Wenn am Sonntag, nach dem Festgottesdienst anlässlich 150 Jahre Lorenzkirche der Empfang im Gemeindehaus beginnt und herzliche Begegnungen einsetzen, dann finden auch stumme Erinnerungen Beachtung. Es sind die unzähligen Fotografien und Druckerkopien aus der Vergangenheit der Lorenzgemeinde, die an Wänden und Stelltafeln im Gemeindesaal und im Vorraum zu sehen sein werden. Zusammengestellt hat sie Pfarrerin Susanne Fritsch quasi als Nebenprodukt des Jubiläumsbandes zur Lorenzkirche, der am Festtag vorgestellt wird. Ganz begeistert sei sie gewesen, wie gestochen scharf und lebhaft sich die kleinen Schnappschüsse aus den alten Fotoalben nach dem Scannen als größerformatige Digitalausdrucke präsentierten.

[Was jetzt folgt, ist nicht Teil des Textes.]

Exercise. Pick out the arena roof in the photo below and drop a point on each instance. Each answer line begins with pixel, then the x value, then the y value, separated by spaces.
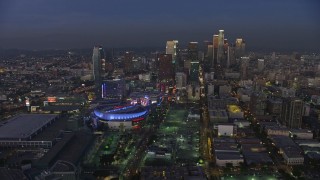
pixel 24 125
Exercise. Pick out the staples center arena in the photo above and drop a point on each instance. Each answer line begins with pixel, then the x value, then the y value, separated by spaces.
pixel 129 116
pixel 117 117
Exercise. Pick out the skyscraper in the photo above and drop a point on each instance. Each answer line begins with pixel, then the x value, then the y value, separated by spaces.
pixel 240 48
pixel 215 42
pixel 244 67
pixel 193 51
pixel 291 114
pixel 166 73
pixel 172 48
pixel 128 64
pixel 260 65
pixel 98 61
pixel 221 42
pixel 194 72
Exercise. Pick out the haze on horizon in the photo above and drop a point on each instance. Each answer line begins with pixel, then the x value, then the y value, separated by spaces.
pixel 39 24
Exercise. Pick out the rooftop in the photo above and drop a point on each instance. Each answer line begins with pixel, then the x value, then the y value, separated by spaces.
pixel 24 125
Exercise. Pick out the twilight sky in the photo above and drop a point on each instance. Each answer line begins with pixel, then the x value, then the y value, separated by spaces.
pixel 264 24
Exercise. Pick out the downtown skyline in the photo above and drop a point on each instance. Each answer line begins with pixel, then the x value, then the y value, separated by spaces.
pixel 286 25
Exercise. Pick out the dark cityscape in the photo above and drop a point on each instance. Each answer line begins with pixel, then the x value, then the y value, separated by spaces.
pixel 107 90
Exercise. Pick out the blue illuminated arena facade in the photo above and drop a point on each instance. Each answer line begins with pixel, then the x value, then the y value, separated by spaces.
pixel 117 117
pixel 126 113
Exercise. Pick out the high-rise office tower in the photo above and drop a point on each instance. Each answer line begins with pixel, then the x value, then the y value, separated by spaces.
pixel 194 72
pixel 98 62
pixel 193 51
pixel 291 114
pixel 220 53
pixel 215 42
pixel 244 62
pixel 260 65
pixel 128 64
pixel 231 59
pixel 181 80
pixel 240 48
pixel 172 48
pixel 166 73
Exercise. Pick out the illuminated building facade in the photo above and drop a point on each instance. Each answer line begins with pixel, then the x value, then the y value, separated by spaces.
pixel 172 48
pixel 240 48
pixel 166 71
pixel 291 115
pixel 194 72
pixel 215 50
pixel 98 62
pixel 220 51
pixel 128 64
pixel 193 51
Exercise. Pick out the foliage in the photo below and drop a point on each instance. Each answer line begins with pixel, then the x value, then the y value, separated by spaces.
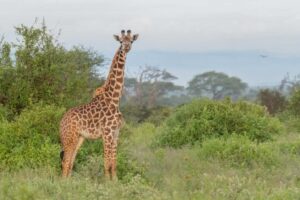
pixel 151 85
pixel 31 140
pixel 239 151
pixel 294 103
pixel 138 114
pixel 216 85
pixel 200 119
pixel 272 99
pixel 44 70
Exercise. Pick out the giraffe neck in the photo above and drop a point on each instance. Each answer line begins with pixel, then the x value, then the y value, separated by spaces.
pixel 115 80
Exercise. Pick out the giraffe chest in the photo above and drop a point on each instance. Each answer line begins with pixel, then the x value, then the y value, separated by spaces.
pixel 92 125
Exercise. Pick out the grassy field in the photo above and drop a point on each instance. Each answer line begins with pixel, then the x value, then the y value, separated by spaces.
pixel 220 168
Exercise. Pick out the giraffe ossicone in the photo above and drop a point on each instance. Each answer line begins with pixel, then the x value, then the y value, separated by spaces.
pixel 101 118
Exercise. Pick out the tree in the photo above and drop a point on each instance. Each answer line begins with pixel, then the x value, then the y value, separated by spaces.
pixel 45 71
pixel 216 85
pixel 150 85
pixel 273 100
pixel 290 85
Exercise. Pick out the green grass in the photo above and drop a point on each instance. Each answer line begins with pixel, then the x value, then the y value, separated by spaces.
pixel 219 168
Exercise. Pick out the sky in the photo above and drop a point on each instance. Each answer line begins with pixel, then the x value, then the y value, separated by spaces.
pixel 176 28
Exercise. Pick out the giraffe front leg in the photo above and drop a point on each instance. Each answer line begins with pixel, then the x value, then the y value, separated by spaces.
pixel 114 155
pixel 113 161
pixel 106 156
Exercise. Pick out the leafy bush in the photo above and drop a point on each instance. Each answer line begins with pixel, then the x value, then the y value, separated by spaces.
pixel 32 139
pixel 197 120
pixel 273 100
pixel 239 151
pixel 294 103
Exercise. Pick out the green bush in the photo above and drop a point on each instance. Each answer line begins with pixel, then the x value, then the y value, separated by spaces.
pixel 294 103
pixel 200 119
pixel 32 139
pixel 239 151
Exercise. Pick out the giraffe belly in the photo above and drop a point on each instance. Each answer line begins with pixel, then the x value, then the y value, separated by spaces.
pixel 94 134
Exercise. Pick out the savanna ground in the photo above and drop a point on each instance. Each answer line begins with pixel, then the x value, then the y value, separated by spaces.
pixel 170 148
pixel 230 166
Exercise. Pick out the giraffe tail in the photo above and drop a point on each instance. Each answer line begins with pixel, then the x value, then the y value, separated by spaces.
pixel 62 155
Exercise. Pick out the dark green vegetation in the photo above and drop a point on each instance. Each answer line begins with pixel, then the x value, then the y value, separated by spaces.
pixel 203 149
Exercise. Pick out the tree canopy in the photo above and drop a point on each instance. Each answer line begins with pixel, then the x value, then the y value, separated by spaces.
pixel 216 85
pixel 37 68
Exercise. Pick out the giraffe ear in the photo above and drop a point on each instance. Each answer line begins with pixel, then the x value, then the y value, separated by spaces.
pixel 117 38
pixel 134 37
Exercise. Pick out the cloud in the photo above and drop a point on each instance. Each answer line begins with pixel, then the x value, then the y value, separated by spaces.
pixel 190 25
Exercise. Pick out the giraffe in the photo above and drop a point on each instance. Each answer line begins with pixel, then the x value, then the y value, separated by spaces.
pixel 101 118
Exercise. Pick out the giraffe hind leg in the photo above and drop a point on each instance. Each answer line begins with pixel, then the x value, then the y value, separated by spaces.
pixel 69 153
pixel 62 155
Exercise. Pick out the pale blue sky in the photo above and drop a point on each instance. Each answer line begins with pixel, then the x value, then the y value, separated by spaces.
pixel 269 27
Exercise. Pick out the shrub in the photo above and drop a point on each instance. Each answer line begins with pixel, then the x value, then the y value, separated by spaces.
pixel 294 103
pixel 32 139
pixel 199 119
pixel 273 100
pixel 239 151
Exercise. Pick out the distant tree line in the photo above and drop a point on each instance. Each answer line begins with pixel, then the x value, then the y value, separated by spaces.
pixel 38 69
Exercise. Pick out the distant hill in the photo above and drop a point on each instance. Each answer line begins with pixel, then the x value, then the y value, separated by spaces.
pixel 255 68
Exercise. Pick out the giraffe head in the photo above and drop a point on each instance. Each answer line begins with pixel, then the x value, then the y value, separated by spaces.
pixel 126 40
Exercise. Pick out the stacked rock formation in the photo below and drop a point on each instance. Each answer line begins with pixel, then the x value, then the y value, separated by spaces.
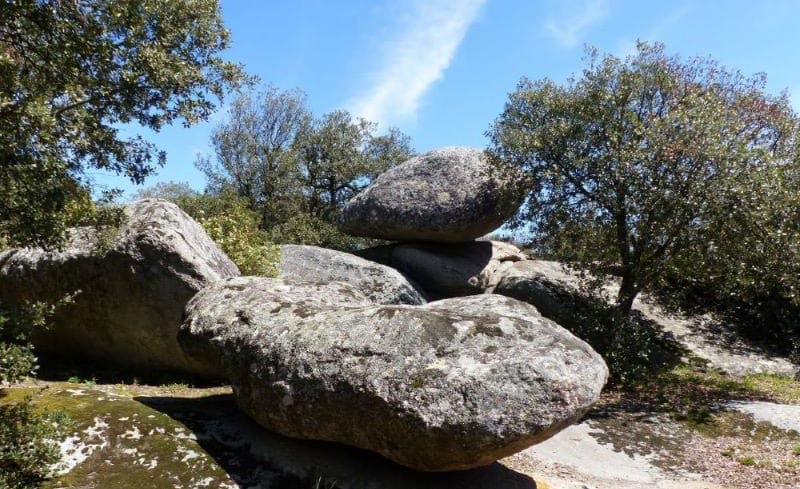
pixel 344 349
pixel 339 347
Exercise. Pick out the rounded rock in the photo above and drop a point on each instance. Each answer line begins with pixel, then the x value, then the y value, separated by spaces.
pixel 448 195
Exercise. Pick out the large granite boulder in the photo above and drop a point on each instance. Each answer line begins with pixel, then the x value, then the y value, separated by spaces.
pixel 553 289
pixel 449 385
pixel 282 300
pixel 448 195
pixel 382 284
pixel 449 270
pixel 129 290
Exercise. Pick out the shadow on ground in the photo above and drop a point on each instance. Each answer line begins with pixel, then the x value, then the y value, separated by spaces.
pixel 253 456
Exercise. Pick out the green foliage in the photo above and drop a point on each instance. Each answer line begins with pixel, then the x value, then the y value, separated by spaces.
pixel 296 171
pixel 749 272
pixel 28 443
pixel 70 72
pixel 27 438
pixel 634 166
pixel 16 353
pixel 229 221
pixel 236 231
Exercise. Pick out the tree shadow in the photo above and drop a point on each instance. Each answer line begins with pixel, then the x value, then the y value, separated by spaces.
pixel 57 368
pixel 254 456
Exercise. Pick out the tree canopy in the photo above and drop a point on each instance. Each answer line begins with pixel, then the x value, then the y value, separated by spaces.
pixel 294 169
pixel 635 164
pixel 72 72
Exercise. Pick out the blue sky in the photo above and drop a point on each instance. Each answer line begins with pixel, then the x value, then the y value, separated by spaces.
pixel 441 70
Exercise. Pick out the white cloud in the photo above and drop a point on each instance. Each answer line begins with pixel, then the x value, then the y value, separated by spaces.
pixel 415 58
pixel 656 32
pixel 568 26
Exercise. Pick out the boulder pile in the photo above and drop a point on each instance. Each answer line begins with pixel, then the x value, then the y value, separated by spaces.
pixel 345 349
pixel 338 347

Als Nebeneffekt verfügt die Kirchengemeinde nun übr ein gut bestücktes digitales Fotoarchiv.

Wer sich in die Fotos vertieft, erkennt, dass viele Aufnahmen aus den 1950er und 1960er Jahren stammen. Dafür gibt es zwei Gründe. "Die kirchliche Jugendarbeit war damals groß", erklärt die Pfarrerin. Zum einen habe zu dieser Zeit kaum eine andere Freizeitbeschäftigung gegeben. Zum anderen sahen die Eltern ihre Sprösslinge bei der kirchlichen Kinder- und Jugendarbeit gut aufgehoben und förderten die Beteiligung entsprechend.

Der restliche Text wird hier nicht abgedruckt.